Die Mehrwertsteuer auf Speisen soll ab 2026 sinken. Foto: Sina Schuldt/dpa

Einerseits freut sich Markus Holweger von der Dehoga über die geplante Senkung der Mehrwertsteuer auf Speisen. Doch an anderer Stelle sieht er eine neue Belastung.

Union und SPD haben sich gemeinsam für die Senkung der Mehrwertsteuer auf Speisen von 19 auf 7 Prozent ausgesprochen. Markus Holweger, Kreisvorsitzender des Deutschen Hotel- und Gaststättenverbands (Dehoga) und Ansprechpartner im Zollernalbkreis kann sich dennoch nur eingeschränkt darüber freuen.

 

„Ich betrachte das Ganze, wie auch meine Kolleginnen und Kollegen, mit Freude. Jahrelanges Kämpfen hat sich nun gelohnt. Es bietet sich nun eine Gleichberechtigung gegenüber Bäckereien und Fleischerhandwerk im Verkauf mit Lebensmittel an. Wir werden hier wieder wettbewerbsfähig, dennoch betrachten wir die Situation mit einem lachenden wie auch mit einem weinenden Auge.“

Fachkräftemangel bleibt Herausforderung

Aufgrund der Erhöhung des Mindestlohnes von 12,82 Euro auf 15 Euro und einer Lohnerhöhung im Gastgewerbe sei einerseits bei den Speisen 12 Prozent Mehrwertsteuer entfallen, dafür werde aber, so die Rechnung von Holweger, im gleichen Zuge der Mindestlohn um rund 17 Prozent erhöht, inklusive 7 Prozent mehr Tariflohn.

„Man muss kein Mathegenie sein, um zu sehen, dass hier auf der einen Seite etwas gegeben, gleichzeitig auf der anderen Seite noch mehr gefordert wird“, bemängelt der Kreisvorsitzende.
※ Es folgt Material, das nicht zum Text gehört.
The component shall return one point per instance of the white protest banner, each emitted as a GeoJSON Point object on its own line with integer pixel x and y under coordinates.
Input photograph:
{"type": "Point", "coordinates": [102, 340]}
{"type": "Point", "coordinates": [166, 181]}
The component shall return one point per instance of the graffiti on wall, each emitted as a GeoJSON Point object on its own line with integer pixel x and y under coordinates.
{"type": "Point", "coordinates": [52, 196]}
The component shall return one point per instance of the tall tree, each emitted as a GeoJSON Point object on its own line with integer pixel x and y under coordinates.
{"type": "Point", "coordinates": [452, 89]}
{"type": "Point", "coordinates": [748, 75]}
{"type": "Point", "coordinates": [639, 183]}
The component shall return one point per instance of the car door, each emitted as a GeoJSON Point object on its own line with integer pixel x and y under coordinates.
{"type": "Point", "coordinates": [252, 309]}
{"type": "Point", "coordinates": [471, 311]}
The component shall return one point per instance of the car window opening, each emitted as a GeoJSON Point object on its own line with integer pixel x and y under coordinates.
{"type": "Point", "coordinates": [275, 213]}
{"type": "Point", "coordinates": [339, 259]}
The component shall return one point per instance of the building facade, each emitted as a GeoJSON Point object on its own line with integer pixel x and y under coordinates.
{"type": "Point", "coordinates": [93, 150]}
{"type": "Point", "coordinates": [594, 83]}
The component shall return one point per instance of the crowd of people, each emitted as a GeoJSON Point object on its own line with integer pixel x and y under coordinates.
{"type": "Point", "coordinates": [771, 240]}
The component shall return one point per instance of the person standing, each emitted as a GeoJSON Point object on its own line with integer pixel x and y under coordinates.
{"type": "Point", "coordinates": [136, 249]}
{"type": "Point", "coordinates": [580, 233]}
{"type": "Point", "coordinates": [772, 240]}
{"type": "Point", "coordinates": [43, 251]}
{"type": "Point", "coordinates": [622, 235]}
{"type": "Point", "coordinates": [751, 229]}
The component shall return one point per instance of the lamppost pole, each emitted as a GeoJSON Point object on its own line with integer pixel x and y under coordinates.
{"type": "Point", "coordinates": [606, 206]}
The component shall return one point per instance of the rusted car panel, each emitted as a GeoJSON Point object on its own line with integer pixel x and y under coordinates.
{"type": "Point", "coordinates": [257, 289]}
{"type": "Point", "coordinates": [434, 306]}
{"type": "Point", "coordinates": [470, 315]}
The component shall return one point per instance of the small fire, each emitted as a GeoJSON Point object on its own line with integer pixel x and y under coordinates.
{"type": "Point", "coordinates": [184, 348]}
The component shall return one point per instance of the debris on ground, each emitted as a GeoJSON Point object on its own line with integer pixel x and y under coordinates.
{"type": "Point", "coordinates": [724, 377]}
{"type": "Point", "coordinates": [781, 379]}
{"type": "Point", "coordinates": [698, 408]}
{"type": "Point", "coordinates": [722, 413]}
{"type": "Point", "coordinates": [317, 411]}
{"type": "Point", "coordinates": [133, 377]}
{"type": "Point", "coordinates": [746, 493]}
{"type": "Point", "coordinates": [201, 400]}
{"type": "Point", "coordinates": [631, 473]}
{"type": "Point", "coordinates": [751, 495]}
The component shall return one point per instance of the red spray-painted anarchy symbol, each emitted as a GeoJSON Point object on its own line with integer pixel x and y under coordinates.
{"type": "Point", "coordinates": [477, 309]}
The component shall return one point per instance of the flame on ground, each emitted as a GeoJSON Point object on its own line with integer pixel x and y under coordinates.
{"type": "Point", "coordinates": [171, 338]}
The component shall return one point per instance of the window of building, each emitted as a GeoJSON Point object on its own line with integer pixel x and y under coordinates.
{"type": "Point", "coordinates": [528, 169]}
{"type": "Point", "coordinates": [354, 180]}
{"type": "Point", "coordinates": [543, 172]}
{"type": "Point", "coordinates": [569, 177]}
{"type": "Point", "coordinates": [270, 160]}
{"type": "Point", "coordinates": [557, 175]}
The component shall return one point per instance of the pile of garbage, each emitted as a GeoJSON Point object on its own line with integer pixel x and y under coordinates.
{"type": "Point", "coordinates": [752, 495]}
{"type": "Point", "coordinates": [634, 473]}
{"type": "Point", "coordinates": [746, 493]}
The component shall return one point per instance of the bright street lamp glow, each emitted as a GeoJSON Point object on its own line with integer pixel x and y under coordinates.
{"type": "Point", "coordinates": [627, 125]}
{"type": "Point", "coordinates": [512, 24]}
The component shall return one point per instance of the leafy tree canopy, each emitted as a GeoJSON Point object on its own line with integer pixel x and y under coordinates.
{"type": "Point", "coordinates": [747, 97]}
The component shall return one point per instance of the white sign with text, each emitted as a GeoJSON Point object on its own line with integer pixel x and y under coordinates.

Fachkräftemangel und Personalnot könnten dadurch nur bedingt aufgefangen werden. „Jeder, welcher in diesem Bereich schon tätig war, weiß was für eine harte Arbeit dahinter steckt.“

Sonderregelung lief Ende 2023 wieder aus

Holweger macht Restaurantgästen wenig Hoffnung, dass nun ihr Geldbeutel wieder mehr geschont werde. „Wer denkt, dass ein Gastronom nun die Preise um 12 Prozent auch noch senken kann, wird hier enttäuscht. Da alleine durch das Ganze Lebensmittel um ein Vielfaches teurer werden und die Bürokratie dadurch auch nicht weniger wird und ebenfalls zusätzliche Kosten verursacht“, so seine Einschätzung.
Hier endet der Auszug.